My real test for feeling like they were good swimmers was whether they were comfortable swimming in the ocean with big waves, and I decided they were finally there last year (which is great because that was the year swim team became difficult without the usual pool). But! They have to keep up their skills and have a healthy respect for the water, and I will be sure to emphasize this forever. (Big waves in Lake Michigan, eg, are more dangerous than the same big waves in the ocean; the lack of buoyancy in lakes can be a surprise.) That said, the swim team experience I had as a kid/teen made it so triathlon training for the swim is easy for me as an adult — and swimming is by far my best event. So it’s absolutely a skill that sticks around for life, and I hope my kids continue to swim for exercise as they get older! I will encourage both boys to get lifeguard certified, too.

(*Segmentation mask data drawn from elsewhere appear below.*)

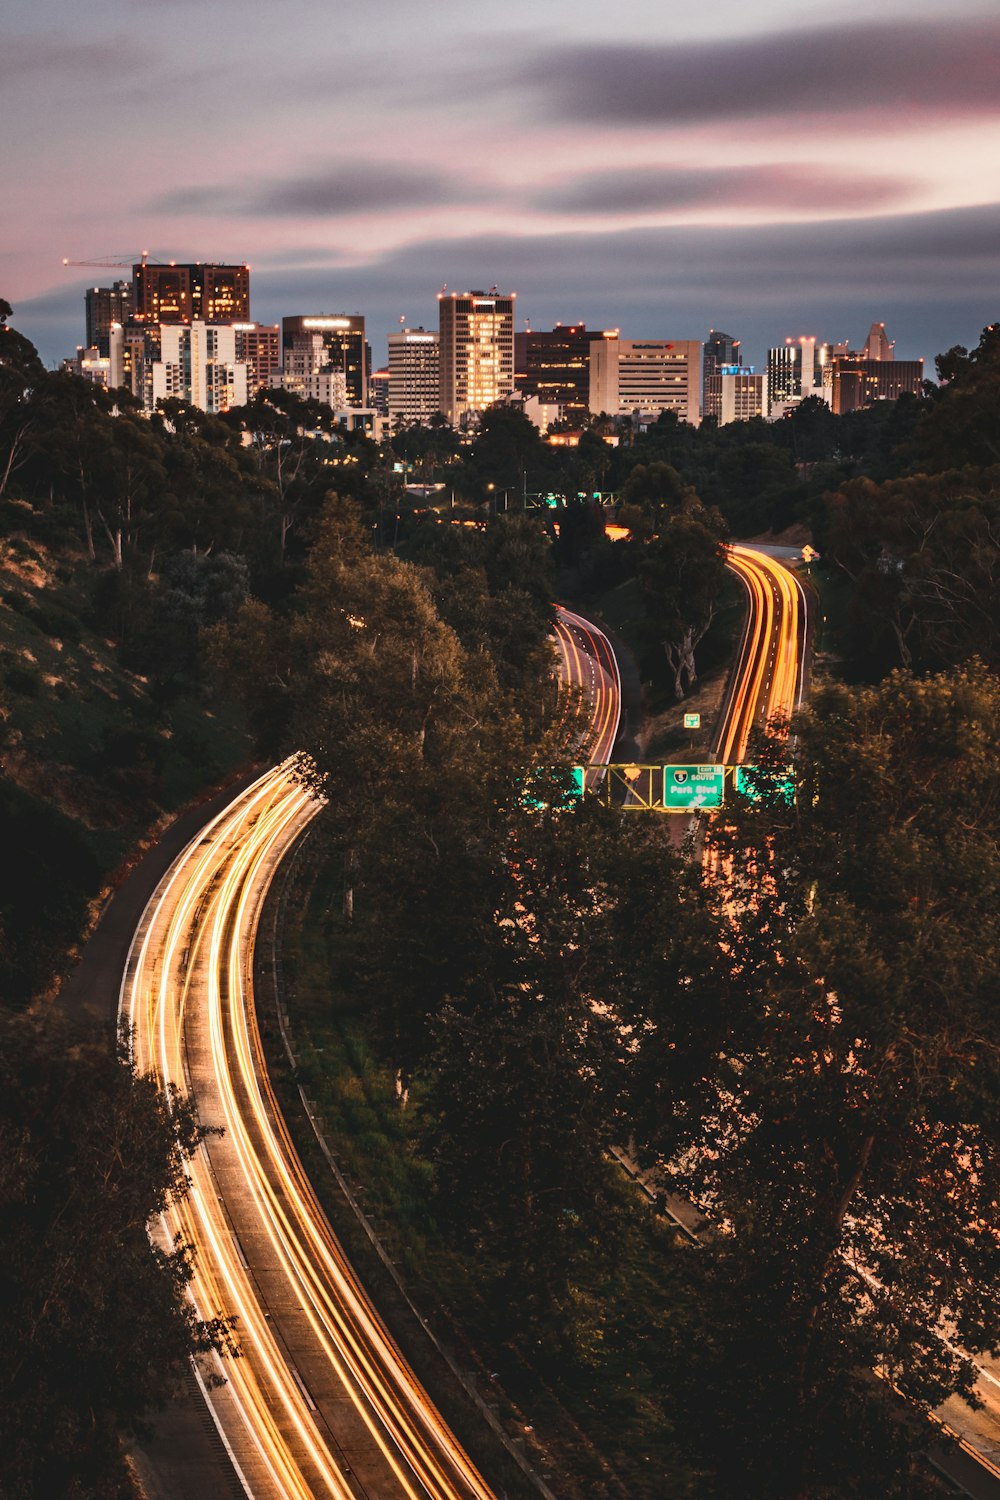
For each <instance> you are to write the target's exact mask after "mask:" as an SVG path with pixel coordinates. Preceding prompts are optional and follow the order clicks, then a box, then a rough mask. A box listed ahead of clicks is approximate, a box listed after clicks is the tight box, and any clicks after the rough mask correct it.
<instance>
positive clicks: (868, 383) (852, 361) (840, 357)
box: [831, 354, 924, 417]
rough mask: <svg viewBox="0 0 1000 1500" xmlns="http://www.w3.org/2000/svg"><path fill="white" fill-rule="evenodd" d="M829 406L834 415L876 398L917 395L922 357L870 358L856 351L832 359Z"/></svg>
mask: <svg viewBox="0 0 1000 1500" xmlns="http://www.w3.org/2000/svg"><path fill="white" fill-rule="evenodd" d="M832 363H834V372H832V396H831V405H832V408H834V411H835V413H837V416H838V417H843V416H844V413H846V411H858V408H859V407H871V405H874V402H877V401H898V398H900V396H903V395H907V393H909V395H913V396H919V395H921V392H922V390H924V360H897V359H886V360H871V359H865V357H864V356H859V354H847V356H841V357H838V359H835V360H834V362H832Z"/></svg>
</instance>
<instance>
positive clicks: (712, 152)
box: [0, 0, 1000, 374]
mask: <svg viewBox="0 0 1000 1500" xmlns="http://www.w3.org/2000/svg"><path fill="white" fill-rule="evenodd" d="M6 9H7V26H6V30H4V36H3V40H1V42H0V101H1V102H0V115H1V123H3V141H4V156H6V171H4V207H3V219H4V234H3V237H1V245H0V296H3V297H6V299H7V302H10V303H12V305H13V308H15V317H13V323H15V326H16V327H19V329H21V330H22V332H24V333H27V336H28V338H31V339H33V341H34V342H36V344H37V347H39V350H40V353H42V356H43V359H45V360H46V362H48V363H55V362H58V360H60V359H61V357H63V356H66V354H69V353H72V350H73V348H75V347H76V344H79V342H81V341H82V336H84V308H82V296H84V290H85V287H88V285H99V284H100V285H108V284H109V282H111V281H114V279H115V278H120V276H127V275H129V273H127V272H121V270H87V269H72V267H63V266H61V258H63V257H69V258H70V260H78V261H91V260H100V258H118V260H121V261H129V263H130V261H132V260H133V258H138V252H141V251H142V249H147V251H148V252H150V257H151V258H153V260H160V261H165V260H216V261H243V260H246V261H249V263H250V267H252V278H250V291H252V314H253V317H256V318H259V320H262V321H268V323H273V321H277V320H279V318H280V317H282V315H283V314H307V312H363V314H364V315H366V318H367V327H369V336H370V339H372V350H373V359H375V363H376V365H381V363H384V360H385V335H387V333H388V332H391V330H393V329H394V327H397V326H399V320H400V317H405V318H406V321H408V323H409V324H412V326H415V324H418V323H423V324H424V326H427V327H436V318H438V311H436V294H438V291H439V290H441V287H442V285H445V284H447V287H448V290H469V288H489V287H492V285H498V287H499V288H501V290H502V291H516V293H517V327H519V329H523V327H525V326H526V321H529V323H531V326H532V327H537V329H544V327H552V324H553V323H555V321H564V323H570V321H576V320H583V321H586V323H588V324H589V326H592V327H610V326H616V327H621V330H622V335H624V336H628V338H637V336H649V338H678V339H685V338H697V339H703V338H705V336H706V335H708V332H709V329H711V327H715V329H724V330H726V332H727V333H732V335H735V336H736V338H742V341H744V351H745V357H747V359H748V360H750V362H753V360H757V362H760V359H762V356H763V351H765V348H766V347H768V345H769V344H778V342H781V341H783V339H784V338H786V336H796V335H804V333H813V335H816V336H817V338H820V339H850V342H852V347H858V345H859V344H861V342H862V341H864V336H865V333H867V330H868V326H870V324H871V323H873V321H874V320H883V321H885V323H886V330H888V333H889V336H891V338H895V339H897V356H898V357H903V359H913V357H919V356H924V357H925V359H927V360H928V362H931V360H933V357H934V354H936V353H939V351H940V350H945V348H948V347H951V345H952V344H975V342H976V339H978V336H979V330H981V329H982V326H984V324H985V323H991V321H994V320H996V318H997V317H1000V288H999V279H1000V278H999V273H1000V181H999V180H997V178H999V172H1000V68H999V57H1000V15H997V5H996V0H982V3H979V5H964V6H960V7H958V9H955V10H949V12H943V10H942V7H940V5H937V3H930V0H846V3H841V5H840V6H837V7H831V6H829V5H828V3H826V0H823V3H816V0H715V3H714V5H712V6H693V5H684V6H681V5H672V3H669V0H625V3H622V5H609V3H600V5H598V3H597V0H541V3H540V0H505V3H504V5H498V6H472V5H469V3H468V0H435V3H433V5H426V3H420V0H367V3H366V5H363V6H358V5H337V3H330V0H325V3H324V0H286V3H283V5H280V6H279V5H273V3H264V0H238V3H237V0H208V3H205V0H199V3H195V0H88V3H87V5H79V3H78V0H76V3H69V0H40V3H37V5H27V3H25V0H15V3H13V5H10V6H7V7H6ZM928 374H930V371H928Z"/></svg>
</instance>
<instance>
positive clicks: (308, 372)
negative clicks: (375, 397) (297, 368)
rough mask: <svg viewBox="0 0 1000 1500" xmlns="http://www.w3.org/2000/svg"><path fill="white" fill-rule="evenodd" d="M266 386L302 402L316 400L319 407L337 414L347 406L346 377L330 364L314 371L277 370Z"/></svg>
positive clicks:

One thing I tell everyone: I never used any kind of floaties on my kid. Not water wings, not the kind that wrap around the chest. I used coastguard approved life vests when on open water of course, but never an artificial floatation device that gave them “autonomy” in the pool. I wanted them to know they couldn’t swim and that they needed to be with me (and working on swim skills!) or another adult in the water. Small children don’t fully understand that they can’t swim without the floats, and they will make a bad decision to jump in the water without them because they aren’t capable of understanding that sometimes that’s ok and sometimes it’s not. I’ve seen it happen.
That false sense of security can happen for other reasons, too! When my younger son was about 3 or 4, he jumped into an unfamiliar pool thinking he’d be able to hold onto the side of the pool. Instead of a ledge though, there was a slick 3’ tile wall, so he panicked and had to be pushed to safety. It didn’t help that it was winter and it had been awhile since he’d been swimming, so his skills weren’t automatic. (We were visiting friends in Miami.). The pool edge was a crutch for my kid, and I didn’t even realize it. This is another example of why we always watch the pool.
My challenge now is when the boys have friends over to swim in our pool. I watch the pool constantly, and I’m sure my older son in particular wishes I wouldn’t, but he understands. We have an automatic pool cover, which does give me peace of mind when we have small children over to the house because I can really secure the pool. But if the cover is open, I’m watching the pool.
Thanks again for posting this!
Oh do I have questions! I have two 8 year olds and we have done many, many swim classes at the Y over four years but they still can’t swim (even doggy paddle)- I’m not sure why it hasn’t all clicked yet. They don’t love putting their faces/heads in or under water, which doesn’t help. Anyway, I can’t figure out what we should do around pools- should they always be in life jackets for their safety, especially given the issues you’ve raised here? Or will they never learn if they are always in life jackets and they should be allowed to use the shallow end under close watch? Also looking for general parenting advice on swimming lessons- should we keep going until they actually learn? Or is it better to just go to open swim once a week as a family until it clicks?